Mit mittelmässigem Anstand
Was hinterlässt die Bergier-Kommission? Gewiss hat sie eine Chance vertan - zugegebenermassen unter widrigen Bedingungen. Gleichwohl werden diese 25 Bände zur Normalisierung der Geschichtspolitik beitragen. Dass die Schweiz den Zweiten Weltkrieg überstanden hat, wie sie so das meiste Übel der Geschichte hinter sich gebracht hat: nicht heroisch, sondern mit mittelmässigem Anstand - diese Einsicht gehört inzwischen zum Gemeingut der Generationen nach dem Aktivdienst. Diesen Prozess hat die Bergier-Kommission gefördert. An zu vielen Pressekonferenzen hat sie Fehler und Schwächen dieses einzigartigen Landes präsentiert. Am Ende mag es zwar niemand mehr hören, doch aus guten Gründen. Man hats verstanden.
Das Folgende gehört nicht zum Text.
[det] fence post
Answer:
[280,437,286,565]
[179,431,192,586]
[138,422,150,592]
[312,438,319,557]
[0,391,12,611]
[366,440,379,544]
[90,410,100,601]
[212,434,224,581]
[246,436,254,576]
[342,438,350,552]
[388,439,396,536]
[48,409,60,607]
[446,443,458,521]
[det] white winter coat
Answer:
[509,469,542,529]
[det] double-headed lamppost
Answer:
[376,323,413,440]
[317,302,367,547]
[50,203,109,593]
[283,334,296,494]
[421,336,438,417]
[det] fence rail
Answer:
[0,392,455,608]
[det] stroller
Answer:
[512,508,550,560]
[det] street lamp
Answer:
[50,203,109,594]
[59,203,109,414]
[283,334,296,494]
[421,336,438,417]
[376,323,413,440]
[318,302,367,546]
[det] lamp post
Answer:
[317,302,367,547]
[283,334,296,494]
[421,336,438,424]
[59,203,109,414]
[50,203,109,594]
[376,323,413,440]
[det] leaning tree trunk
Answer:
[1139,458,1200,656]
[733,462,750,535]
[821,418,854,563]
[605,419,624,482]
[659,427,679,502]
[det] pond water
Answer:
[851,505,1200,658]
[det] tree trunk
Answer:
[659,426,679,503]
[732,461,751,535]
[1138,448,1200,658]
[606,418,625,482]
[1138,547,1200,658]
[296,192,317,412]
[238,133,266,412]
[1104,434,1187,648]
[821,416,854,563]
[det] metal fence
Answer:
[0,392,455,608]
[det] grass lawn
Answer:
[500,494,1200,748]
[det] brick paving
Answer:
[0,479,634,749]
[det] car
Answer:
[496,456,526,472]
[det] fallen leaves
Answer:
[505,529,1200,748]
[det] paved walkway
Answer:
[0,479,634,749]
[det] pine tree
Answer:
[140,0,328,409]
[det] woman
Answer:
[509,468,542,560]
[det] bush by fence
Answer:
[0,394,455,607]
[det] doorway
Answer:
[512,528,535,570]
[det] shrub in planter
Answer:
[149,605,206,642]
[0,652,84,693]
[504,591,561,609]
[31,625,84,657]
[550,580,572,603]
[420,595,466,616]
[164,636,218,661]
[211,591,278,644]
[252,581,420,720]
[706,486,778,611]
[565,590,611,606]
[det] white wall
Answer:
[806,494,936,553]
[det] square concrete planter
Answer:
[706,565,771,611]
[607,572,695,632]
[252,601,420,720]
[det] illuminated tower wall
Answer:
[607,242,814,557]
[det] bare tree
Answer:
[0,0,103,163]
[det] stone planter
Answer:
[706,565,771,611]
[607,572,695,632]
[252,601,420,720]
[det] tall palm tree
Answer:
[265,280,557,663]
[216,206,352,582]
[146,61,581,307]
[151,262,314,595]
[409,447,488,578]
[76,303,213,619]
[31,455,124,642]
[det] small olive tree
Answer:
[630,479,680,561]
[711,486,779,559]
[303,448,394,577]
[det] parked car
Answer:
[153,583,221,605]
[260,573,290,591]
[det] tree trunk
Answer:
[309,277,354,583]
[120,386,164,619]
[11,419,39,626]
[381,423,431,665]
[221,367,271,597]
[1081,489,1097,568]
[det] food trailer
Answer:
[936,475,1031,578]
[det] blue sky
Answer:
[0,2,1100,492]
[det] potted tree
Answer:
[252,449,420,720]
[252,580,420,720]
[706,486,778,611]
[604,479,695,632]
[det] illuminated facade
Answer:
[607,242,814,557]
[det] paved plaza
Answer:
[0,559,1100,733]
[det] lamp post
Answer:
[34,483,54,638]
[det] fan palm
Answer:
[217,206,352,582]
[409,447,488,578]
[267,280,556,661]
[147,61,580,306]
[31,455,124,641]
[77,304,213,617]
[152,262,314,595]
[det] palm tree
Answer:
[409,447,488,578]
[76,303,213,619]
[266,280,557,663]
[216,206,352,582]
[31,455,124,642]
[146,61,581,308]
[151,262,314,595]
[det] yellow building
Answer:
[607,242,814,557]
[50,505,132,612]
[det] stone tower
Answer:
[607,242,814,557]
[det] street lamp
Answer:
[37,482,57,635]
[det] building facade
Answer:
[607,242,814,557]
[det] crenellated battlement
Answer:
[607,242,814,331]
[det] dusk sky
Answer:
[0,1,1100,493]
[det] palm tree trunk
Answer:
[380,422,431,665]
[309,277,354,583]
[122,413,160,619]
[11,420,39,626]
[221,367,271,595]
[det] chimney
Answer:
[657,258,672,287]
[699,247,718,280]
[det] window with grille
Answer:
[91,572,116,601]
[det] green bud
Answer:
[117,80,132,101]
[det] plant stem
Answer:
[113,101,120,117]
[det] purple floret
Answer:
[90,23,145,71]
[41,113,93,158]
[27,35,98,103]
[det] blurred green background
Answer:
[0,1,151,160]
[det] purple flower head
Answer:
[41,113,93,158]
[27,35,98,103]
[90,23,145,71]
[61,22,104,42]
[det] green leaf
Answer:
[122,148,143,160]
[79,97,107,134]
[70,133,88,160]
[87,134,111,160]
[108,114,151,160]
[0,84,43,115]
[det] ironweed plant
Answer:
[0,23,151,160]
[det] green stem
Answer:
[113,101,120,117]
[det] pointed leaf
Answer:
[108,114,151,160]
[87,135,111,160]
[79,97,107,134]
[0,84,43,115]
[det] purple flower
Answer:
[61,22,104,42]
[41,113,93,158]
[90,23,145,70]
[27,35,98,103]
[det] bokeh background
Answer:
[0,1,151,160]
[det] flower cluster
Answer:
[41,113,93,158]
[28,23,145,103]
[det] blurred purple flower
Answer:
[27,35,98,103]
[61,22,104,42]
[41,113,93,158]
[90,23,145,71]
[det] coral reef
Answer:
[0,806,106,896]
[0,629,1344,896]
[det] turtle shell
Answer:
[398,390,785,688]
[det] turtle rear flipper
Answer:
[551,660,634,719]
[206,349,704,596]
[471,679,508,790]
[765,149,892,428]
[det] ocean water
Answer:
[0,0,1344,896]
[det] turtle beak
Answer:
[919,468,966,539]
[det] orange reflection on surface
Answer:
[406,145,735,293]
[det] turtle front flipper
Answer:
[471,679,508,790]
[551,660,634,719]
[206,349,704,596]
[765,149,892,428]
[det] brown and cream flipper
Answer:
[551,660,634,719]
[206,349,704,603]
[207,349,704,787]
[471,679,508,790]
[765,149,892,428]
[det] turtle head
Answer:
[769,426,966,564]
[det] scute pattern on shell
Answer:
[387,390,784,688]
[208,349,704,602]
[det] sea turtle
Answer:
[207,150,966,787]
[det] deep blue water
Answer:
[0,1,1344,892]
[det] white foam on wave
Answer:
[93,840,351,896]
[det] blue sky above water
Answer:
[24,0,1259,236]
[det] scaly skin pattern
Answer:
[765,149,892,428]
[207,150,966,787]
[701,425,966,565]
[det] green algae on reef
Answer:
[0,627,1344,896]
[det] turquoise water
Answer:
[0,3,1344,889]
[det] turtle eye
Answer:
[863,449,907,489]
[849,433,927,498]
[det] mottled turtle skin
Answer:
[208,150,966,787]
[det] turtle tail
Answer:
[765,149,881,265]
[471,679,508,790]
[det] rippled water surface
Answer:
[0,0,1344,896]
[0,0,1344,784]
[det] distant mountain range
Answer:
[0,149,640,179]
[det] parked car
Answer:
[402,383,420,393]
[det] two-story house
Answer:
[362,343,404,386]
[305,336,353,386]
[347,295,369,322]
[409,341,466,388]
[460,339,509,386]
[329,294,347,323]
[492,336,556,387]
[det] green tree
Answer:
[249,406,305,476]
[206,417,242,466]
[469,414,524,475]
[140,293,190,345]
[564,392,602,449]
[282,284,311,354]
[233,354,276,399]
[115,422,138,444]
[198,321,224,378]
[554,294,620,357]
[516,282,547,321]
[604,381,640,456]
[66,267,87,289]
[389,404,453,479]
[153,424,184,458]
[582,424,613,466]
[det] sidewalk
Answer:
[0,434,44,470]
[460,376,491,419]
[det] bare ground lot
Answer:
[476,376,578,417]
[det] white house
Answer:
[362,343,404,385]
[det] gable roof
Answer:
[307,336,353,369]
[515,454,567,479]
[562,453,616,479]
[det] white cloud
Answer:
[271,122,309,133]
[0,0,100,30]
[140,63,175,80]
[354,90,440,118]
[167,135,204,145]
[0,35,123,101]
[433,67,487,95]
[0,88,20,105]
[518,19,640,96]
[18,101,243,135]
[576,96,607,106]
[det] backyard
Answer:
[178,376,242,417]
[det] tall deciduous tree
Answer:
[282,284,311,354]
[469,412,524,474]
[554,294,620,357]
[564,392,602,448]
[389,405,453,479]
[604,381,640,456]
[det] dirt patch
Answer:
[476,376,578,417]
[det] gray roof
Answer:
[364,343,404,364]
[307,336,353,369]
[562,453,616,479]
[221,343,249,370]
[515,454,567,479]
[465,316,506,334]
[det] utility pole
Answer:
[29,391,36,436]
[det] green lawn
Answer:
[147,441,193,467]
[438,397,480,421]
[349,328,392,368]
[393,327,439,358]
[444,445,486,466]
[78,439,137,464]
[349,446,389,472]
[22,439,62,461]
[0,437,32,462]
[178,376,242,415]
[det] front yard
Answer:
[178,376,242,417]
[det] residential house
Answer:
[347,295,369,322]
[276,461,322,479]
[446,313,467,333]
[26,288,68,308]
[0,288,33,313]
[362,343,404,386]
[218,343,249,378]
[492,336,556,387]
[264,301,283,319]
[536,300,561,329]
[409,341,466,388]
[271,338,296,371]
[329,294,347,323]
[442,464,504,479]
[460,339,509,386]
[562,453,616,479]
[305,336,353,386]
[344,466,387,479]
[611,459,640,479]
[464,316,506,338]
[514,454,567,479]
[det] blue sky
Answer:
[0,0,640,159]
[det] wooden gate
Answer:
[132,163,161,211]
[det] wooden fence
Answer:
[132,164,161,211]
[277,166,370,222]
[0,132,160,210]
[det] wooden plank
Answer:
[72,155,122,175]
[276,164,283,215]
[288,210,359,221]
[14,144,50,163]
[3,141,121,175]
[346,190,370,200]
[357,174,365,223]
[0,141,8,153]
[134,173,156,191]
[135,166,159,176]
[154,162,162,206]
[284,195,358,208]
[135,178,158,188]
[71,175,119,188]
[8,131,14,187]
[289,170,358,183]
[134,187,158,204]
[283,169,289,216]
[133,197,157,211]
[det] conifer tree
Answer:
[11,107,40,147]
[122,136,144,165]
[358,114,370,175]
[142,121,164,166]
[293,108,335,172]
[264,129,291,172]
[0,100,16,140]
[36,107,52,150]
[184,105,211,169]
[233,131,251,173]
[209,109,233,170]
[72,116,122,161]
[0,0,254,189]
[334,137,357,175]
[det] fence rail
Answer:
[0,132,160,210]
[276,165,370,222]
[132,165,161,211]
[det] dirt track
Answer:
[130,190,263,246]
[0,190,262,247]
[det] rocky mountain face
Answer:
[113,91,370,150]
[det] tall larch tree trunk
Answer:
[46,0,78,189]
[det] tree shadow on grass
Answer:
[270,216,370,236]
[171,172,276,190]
- Am 5. Dezember wurde Jean-François Bergier 70 Jahre alt. Fast gleichzeitig endete sein Mandat als Präsident der Historikerkommission. Doppelter Grund für die ETH Zürich, ihren emeritierten Geschichtsprofessor zu ehren. Die Würdigung oblag dem Freiburger Zeitgeschichtler Urs Altermatt, der ursprünglich selber für das Kommissionspräsidium vorgesehen war, dann aber einer "Altermattive" (Jean-Pascal Delamuraz) Platz machte. Altermatt sprach von der Erosion der Mythen und der zunehmenden gesellschaftspolitischen Bedeutung der Geschichtswissenschaft. Zu seinem Kollegen, dem zum Zeitgeschichtler avancierten Mediävisten meinte er: Die von ihm präsidierte Kommission markiere im historischen Umgang mit dem Zweiten Weltkrieg eine solche Zäsur, dass man künftig von einer Ante- und Post-Bergier-Epoche reden werde. Erst jetzt, nach beendeter Arbeit dürfe er damit zufrieden und für das Mandat dankbar sein, meinte Bergier namentlich an die Adresse des anwesenden Alt-Bundesrats Flavio Cotti. (mm.)